Manama, Bahrain Relatives of a Bahraini princess who eloped to the United States with an American Marine want the teen-ager to return, saying they are prepared to forgive her transgression, a government official said Saturday.
"Her family loves her and is really hoping that she will return home," an Information Ministry official said of Mariam Al Khalifa, 19. "She made a mistake and they are willing to forgive her."
The official refused to comment when asked whether Al Khalifa's husband, Pfc. Jason Johnson, also would be welcome.
Bahraini royalty rarely marry outside the family circle. They also belong to Islam's mainstream Sunni sect. Islam forbids Muslim women to marry non-Muslim men, though Muslim men can marry outside their faith.

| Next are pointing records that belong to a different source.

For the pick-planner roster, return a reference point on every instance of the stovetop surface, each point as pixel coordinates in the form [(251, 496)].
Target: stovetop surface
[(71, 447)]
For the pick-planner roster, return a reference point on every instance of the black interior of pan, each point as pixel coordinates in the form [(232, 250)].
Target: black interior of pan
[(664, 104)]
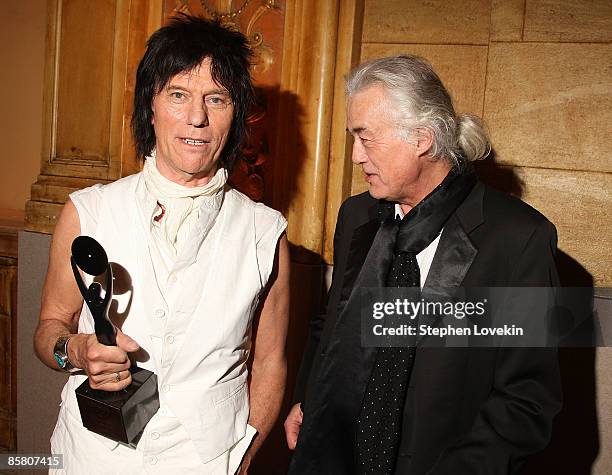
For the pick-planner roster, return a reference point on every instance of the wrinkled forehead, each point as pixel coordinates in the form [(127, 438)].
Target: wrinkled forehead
[(200, 72)]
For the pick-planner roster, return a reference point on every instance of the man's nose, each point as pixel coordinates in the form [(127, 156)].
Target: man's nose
[(358, 155), (198, 115)]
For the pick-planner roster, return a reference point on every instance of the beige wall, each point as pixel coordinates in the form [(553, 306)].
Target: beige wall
[(22, 47)]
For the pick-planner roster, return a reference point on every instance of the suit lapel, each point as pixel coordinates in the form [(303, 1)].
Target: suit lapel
[(456, 252)]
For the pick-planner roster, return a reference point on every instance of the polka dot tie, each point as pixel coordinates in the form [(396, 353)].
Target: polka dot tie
[(380, 421)]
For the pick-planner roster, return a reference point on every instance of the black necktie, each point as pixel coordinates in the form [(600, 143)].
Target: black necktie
[(379, 424)]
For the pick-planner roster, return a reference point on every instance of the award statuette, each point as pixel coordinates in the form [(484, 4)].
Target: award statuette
[(118, 415)]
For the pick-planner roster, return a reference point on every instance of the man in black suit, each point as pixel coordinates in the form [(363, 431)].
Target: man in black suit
[(418, 409)]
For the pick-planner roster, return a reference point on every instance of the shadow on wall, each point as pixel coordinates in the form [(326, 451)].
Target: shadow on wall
[(574, 444), (277, 154)]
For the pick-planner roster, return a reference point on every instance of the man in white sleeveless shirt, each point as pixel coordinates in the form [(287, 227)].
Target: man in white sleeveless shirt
[(208, 273)]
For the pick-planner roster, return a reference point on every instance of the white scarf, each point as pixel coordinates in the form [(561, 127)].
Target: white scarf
[(181, 207)]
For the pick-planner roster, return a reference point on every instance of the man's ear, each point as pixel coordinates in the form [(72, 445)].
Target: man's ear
[(424, 140)]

Al Khalifa met Johnson, who is not a Muslim, last year at a mall in the Bahraini capital of Manama, where the 25-year-old Marine was assigned to a security unit. As his deployment was ending late last year, he forged U.S. military documents used by Al Khalifa to fly to the United States on a commercial airplane. Immigration officials in Chicago discovered the ruse.
The Marine Corps demoted Johnson from lance corporal to private first class and assigned him extra duty. The couple, who married in Las Vegas, live on the Camp Pendleton military base, north of San Diego.

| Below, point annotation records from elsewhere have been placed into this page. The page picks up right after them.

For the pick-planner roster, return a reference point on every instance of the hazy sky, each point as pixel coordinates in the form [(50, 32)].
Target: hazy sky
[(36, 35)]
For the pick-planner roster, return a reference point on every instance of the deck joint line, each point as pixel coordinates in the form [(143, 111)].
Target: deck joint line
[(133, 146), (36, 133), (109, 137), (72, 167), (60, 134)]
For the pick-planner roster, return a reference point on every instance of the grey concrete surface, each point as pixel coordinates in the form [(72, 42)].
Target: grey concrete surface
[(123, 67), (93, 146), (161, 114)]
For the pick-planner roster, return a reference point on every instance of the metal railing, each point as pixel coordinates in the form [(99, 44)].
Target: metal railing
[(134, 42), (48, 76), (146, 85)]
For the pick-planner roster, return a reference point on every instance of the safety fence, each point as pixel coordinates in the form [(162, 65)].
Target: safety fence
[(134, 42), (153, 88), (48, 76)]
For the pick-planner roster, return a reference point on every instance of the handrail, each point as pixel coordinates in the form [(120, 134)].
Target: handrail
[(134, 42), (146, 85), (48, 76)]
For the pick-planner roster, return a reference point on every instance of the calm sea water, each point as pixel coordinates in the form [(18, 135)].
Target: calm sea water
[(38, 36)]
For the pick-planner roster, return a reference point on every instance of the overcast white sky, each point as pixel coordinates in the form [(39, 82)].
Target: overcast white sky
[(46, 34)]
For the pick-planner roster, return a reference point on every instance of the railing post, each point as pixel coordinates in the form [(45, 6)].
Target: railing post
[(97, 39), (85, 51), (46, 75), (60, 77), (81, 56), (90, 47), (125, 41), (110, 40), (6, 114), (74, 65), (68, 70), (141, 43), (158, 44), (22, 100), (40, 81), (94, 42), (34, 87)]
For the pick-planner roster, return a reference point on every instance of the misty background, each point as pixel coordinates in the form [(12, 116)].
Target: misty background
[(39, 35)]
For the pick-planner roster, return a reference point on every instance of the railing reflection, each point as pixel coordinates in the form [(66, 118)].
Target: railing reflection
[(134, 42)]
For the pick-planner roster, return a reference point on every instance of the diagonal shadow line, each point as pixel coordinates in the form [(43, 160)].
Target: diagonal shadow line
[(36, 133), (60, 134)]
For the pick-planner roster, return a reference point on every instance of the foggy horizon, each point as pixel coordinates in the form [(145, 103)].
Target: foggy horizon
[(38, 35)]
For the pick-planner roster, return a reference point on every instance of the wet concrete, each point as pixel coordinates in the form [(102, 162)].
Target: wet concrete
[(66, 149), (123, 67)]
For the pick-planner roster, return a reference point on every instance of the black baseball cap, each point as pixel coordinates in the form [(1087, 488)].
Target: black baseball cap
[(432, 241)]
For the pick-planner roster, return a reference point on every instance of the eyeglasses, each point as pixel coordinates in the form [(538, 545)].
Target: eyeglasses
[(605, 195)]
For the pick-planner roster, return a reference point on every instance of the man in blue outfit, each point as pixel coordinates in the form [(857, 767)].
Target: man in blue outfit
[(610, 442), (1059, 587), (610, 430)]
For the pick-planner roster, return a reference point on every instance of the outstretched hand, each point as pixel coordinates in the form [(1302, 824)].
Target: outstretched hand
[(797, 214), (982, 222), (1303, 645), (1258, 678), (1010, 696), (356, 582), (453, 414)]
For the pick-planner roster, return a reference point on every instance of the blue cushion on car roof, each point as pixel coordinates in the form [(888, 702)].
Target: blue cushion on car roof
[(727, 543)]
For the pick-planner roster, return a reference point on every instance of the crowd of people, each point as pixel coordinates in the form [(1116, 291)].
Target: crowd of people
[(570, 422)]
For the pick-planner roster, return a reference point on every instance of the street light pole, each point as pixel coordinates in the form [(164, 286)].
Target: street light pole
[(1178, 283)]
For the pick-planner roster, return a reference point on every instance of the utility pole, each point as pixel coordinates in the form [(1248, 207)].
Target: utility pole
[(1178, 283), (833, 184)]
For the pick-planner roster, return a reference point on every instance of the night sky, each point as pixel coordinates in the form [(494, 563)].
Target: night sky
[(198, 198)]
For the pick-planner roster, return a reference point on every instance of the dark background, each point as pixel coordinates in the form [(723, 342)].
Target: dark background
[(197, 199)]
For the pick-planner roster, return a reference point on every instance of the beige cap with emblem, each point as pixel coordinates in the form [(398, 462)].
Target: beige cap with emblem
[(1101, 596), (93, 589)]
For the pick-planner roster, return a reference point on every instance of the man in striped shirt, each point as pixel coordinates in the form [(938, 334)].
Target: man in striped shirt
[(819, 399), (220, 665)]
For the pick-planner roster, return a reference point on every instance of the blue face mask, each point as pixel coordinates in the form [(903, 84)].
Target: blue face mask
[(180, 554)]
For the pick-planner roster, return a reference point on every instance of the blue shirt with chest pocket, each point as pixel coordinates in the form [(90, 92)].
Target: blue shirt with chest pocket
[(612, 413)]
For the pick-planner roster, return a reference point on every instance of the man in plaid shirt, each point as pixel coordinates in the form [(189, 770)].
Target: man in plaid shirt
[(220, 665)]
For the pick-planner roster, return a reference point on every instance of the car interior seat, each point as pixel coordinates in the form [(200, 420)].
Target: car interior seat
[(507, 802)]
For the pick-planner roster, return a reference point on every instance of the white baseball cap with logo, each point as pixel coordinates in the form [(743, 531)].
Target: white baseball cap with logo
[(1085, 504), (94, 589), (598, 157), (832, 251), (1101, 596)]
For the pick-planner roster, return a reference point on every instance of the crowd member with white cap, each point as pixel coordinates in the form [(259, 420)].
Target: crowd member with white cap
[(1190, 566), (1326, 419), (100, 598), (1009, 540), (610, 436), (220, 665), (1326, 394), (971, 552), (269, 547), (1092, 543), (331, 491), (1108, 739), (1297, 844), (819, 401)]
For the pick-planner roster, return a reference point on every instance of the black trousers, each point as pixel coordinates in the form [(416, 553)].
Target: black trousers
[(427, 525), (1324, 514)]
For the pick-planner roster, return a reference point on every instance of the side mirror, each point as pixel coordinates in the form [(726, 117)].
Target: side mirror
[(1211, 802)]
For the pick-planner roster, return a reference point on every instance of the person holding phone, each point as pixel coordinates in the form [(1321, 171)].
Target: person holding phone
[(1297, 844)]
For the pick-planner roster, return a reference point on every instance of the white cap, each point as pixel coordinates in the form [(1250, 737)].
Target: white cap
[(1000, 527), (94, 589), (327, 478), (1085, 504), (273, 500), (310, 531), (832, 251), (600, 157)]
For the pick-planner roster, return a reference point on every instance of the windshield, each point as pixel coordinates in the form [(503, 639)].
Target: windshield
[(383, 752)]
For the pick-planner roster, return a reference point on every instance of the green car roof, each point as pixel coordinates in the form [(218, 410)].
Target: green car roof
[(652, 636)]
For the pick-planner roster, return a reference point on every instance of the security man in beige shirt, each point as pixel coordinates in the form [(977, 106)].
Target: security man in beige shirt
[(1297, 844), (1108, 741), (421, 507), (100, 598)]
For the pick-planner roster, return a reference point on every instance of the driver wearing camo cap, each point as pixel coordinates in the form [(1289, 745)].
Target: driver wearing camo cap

The U.S. State Department wants Al Khalifa deported. She has requested asylum, saying she would face persecution for marrying a non-Muslim if she returns to Bahrain. She is to appear at an immigration hearing Monday.
The Information Ministry official said Al Khalifa would not be harmed.

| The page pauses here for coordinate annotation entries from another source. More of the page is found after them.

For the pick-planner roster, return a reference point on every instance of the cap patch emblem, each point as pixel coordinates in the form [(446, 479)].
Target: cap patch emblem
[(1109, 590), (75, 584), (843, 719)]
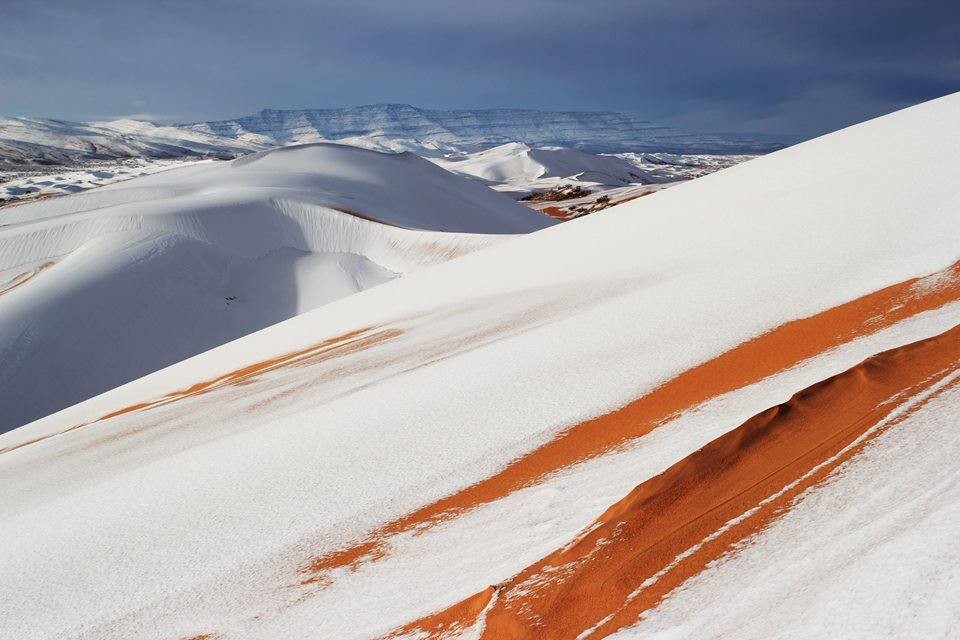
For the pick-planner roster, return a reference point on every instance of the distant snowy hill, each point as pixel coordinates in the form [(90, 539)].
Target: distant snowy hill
[(38, 141), (728, 410), (474, 129), (519, 164), (102, 287)]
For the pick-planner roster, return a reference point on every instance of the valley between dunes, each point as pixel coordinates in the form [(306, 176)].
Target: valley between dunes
[(727, 409)]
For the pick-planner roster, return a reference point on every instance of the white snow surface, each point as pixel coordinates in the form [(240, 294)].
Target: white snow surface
[(102, 287), (40, 141), (517, 164), (195, 517)]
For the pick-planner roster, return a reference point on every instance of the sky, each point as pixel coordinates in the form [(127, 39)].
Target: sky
[(768, 66)]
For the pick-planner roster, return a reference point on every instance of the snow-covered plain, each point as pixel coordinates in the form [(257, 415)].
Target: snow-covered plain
[(37, 182), (199, 513), (102, 287)]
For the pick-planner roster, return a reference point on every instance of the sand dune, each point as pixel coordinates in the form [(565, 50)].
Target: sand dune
[(590, 430)]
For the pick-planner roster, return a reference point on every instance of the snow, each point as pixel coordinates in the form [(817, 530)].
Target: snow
[(470, 130), (870, 554), (38, 182), (517, 164), (222, 248), (195, 516), (28, 142)]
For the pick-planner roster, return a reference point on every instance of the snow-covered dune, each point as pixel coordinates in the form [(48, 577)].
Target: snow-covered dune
[(727, 409), (102, 287), (26, 142), (517, 165)]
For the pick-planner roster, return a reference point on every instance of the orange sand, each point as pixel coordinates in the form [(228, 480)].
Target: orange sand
[(745, 364), (632, 558)]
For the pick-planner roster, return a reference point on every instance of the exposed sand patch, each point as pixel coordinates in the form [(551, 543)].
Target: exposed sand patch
[(672, 526), (748, 363)]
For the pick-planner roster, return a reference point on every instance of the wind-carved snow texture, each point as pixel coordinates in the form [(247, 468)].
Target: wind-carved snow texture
[(139, 275), (236, 480)]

Al Khalifa has won support from U.S. Sen. Barbara Boxer, a California Democrat, who urged U.S. immigration officials in a letter Thursday to allow her to remain in the country.
Al Khalifa's father is believed to be a cousin of Bahrain's head of state, Emir Hamad bin Isa Al Khalifa.
Bahrain is a small island nation off the eastern coast of Saudi Arabia that also is the regional base for the U.S. Navy's 5th Fleet.